« Tôdi di m’fôte ! »

 

Source : Carl Schmitt, biographie politique et intellectuelle par David Cumin, éditions du Cerf, collection Passages.

Le juriste s’est comparé à Job. Cette comparaison est révélatrice de son augustinisme, en même temps qu’elle permet de cerner sa personnalité à cette époque critique de sa vie, en 1945-1949, où il songeait à se retirer au monastère.

Qui était Job ? Un serviteur de Dieu dont la fidélité fut mise à l’épreuve par le malheur. Ignorant qu’il avait péché, Job se heurtait au mystère d’un Dieu juste qui afflige les justes, d’où son tourment. Il cherchait en vain le sens de son épreuve qui luttait désespérément pour retrouver Dieu qui se dérobait et qu’il persistait à croire juste, et qui finalement le sauva. L’intervention du Seigneur, dévoilant sa transcendance absolue, montra que les hommes doivent persévérer dans la foi et ne pas douter de Dieu, infiniment sage et tout-puissant. Tel Job, Carl Schmitt était donc à la fois « juste », sa cause était juste, et « éprouvé » ; il avait « péché » comme ile le dit lui-même.

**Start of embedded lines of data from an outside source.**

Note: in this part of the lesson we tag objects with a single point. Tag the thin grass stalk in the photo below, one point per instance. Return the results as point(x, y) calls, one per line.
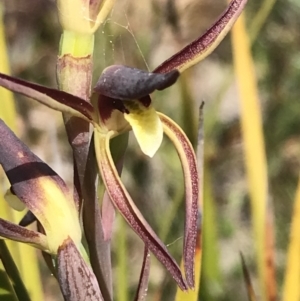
point(24, 256)
point(291, 287)
point(7, 292)
point(260, 18)
point(211, 274)
point(254, 148)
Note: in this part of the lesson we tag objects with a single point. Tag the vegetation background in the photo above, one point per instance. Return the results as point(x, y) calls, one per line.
point(142, 34)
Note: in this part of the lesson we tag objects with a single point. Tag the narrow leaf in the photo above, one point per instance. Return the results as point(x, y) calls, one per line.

Armé de cette conviction, il refusa de répondre au questionnaire de dénazification que lui soumit son collègue Spranger. On lui demandait de devenir transparent. Or, comme il l’écrit dans Ex Captivitate Salus, « ma nature aime bien n’être pas tout à fait transparente ; elle aime être impénétrable, de toute façon, elle est défensive. » Il nomme l’accusateur, Diabolus, celui qui questionne, qui est imbu d’avoir raison et d’être dans son droit, qui a de son côté la justa causa et la res judicata : « En tant que juriste, je sais ce que cela signifie. Dans l’évangile selon saint Matthieu (4, 1), le diable, c’est l’Accusateur, le Calomniateur, celui qui s’applique à mettre les hommes en faute et qui contrecarre donc l’œuvre du Christ.

On demandait à Schmitt de répondre à la question : qui es-tu ? Voici sa réponse : « Je regardai mon interrogateur dans les  yeux et me disais : qui es-tu, toi qui m’interroges, toi qui me mets en cause ? D’où vient ta supériorité ? Quelle est la nature de la puissance qui te donne pouvoir et t’encourage à me poser cette question ? » Plus loin, il écrit : « Qui est mon ennemi ? Celui qui me met en cause. » Spranger, Kemper, le gouvernement militaire, instance, dit-il, qui se pose devant les Allemands comme un juge d’instruction devant un criminel présumé, sont donc les figures de l’Ennemi.